The dog that changes lives
What was I thinking? Ripping a teenage girl away from her home, her roots, her friends, everything she knows?
14-year-old Kerri spends her weekends sulking in her room, bored and lonely and no doubt longing for home.
I long for the nights when I didn’t know where she was, when she was surrounded by friends, good and bad.
I would give anything to take away her pain. This is the curse of motherhood: this bloody feeling of extreme empathy. I cannot have my kids hurting! (This feeling is to cause me all sorts of problems in my life.)
“What would make you feel better?” I ask her one Friday night when she is lying on her bed, staring at the ceiling.
I am thinking along the lines of ice cream, pizza, chicken nuggets.
“A dog,” she replies.
It is absolutely not the right time for us to get a dog. We are living in a rented house; we are unsettled; homesick; there is nothing about our family that could offer the stability that dog ownership demands.

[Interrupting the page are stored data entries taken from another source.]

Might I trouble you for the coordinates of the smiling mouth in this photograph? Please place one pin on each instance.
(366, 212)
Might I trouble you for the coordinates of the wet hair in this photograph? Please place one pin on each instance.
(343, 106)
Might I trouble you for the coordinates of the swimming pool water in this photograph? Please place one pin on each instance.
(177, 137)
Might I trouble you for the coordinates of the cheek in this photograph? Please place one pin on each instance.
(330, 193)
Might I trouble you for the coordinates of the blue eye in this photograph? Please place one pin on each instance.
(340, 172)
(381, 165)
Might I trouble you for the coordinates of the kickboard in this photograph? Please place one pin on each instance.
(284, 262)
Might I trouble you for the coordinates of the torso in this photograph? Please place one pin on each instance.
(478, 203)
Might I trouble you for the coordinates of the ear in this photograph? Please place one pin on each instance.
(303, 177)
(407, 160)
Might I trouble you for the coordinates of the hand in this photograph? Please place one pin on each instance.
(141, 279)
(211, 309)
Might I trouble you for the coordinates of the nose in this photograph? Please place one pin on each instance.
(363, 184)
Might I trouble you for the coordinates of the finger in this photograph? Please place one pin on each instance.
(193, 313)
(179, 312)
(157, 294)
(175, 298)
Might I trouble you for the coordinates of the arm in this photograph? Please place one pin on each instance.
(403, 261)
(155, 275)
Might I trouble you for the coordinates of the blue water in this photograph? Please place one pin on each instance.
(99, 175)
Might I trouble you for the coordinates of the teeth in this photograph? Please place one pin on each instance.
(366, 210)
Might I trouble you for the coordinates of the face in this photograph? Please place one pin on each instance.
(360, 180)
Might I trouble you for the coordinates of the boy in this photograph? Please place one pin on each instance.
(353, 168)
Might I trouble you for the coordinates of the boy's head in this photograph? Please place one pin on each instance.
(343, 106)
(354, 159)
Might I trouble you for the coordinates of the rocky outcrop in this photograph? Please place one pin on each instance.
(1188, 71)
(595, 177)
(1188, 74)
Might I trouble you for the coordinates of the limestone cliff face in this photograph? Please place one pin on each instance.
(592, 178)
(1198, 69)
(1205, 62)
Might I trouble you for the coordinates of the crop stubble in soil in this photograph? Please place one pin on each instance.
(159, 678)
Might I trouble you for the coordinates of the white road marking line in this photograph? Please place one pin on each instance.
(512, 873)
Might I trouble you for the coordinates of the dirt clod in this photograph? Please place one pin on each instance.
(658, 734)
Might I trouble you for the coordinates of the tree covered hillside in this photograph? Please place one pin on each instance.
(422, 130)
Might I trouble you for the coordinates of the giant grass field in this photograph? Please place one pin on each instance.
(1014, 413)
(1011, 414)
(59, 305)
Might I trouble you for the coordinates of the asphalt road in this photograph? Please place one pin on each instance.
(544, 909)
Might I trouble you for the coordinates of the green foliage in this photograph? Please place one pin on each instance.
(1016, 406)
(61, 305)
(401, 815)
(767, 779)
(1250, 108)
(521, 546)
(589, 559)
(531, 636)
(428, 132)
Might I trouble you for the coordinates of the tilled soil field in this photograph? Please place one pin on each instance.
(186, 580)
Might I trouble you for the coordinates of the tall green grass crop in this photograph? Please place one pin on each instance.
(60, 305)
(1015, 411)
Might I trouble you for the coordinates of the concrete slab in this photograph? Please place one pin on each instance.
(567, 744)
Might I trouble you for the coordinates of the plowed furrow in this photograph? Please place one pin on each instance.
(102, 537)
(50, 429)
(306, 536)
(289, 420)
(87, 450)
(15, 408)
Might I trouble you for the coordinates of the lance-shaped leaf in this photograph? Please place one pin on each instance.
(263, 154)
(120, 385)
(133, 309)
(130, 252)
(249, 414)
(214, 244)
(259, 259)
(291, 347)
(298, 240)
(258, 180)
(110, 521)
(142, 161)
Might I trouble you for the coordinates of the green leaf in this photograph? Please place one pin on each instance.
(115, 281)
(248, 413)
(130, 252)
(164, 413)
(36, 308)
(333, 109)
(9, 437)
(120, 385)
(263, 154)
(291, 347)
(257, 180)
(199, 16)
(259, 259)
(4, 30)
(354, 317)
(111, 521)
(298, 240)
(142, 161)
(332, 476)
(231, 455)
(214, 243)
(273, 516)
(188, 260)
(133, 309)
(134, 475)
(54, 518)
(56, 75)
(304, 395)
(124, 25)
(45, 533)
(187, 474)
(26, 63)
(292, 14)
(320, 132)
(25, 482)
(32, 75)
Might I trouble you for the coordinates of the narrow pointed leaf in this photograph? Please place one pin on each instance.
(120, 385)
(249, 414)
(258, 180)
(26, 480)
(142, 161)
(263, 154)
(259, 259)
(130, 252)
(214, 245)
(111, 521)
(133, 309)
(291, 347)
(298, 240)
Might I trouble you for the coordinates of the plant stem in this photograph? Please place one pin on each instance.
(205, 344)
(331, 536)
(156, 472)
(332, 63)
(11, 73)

But K needs a friend. A human friend would be preferable I suppose, but I believe it is illegal to buy those. So, naturally, we must have a dog.
Once I make a decision, there is very little that will stop me from acting on it. Protestations from the Husband come thick and fast: “Let’s wait ‘til we’re settled”…. “let’s research breeds”…“let’s look at rescue places”. All reasonable, valid, intelligent points, which of course I ignore. I am neither reasonable nor intelligent.
Instead, I scour the local paper, find something resembling a similar kind of breed to the one I want (I want a German Shepherd but there are none available; a German Shepherd type dog will have to do), and promptly make an appointment to puppy-view, for the very next day.
The Husband is still staying, “let’s not rush into anything” and “we are not leaving here with a dog” when we pull onto the driveway of a farm in Langley.
Here is the thing. As we trundle down that driveway, I have a weird feeling in my belly. It’s realisation, a sensation, that whatever we would be doing in the next hour of our lives would have a massive impact on us as a family.
(I am not wrong. I am not only not wrong, but I am spectacularly, undeniably, unquestionably right).
We leave the farm an hour later with a tan-coloured, 12 week old, German Shepherd style puppy with sad, black-rimmed eyes; chosen mainly because she nestles in The Husband’s arms, gazes up at him adoringly, and refuses to budge.
It’s like she knows exactly which one of us she has to persuade/convince. Clever dog. (She’s not that clever, as it turns out, but she is lovely).
2019 footnote: That sensation I had in my tummy was the closest I have ever come in my life to a premonition. That puppy was to not only become a part of our family for many years to come, but she had a part in changing the whole course of a marriage, a career and the very family she joined.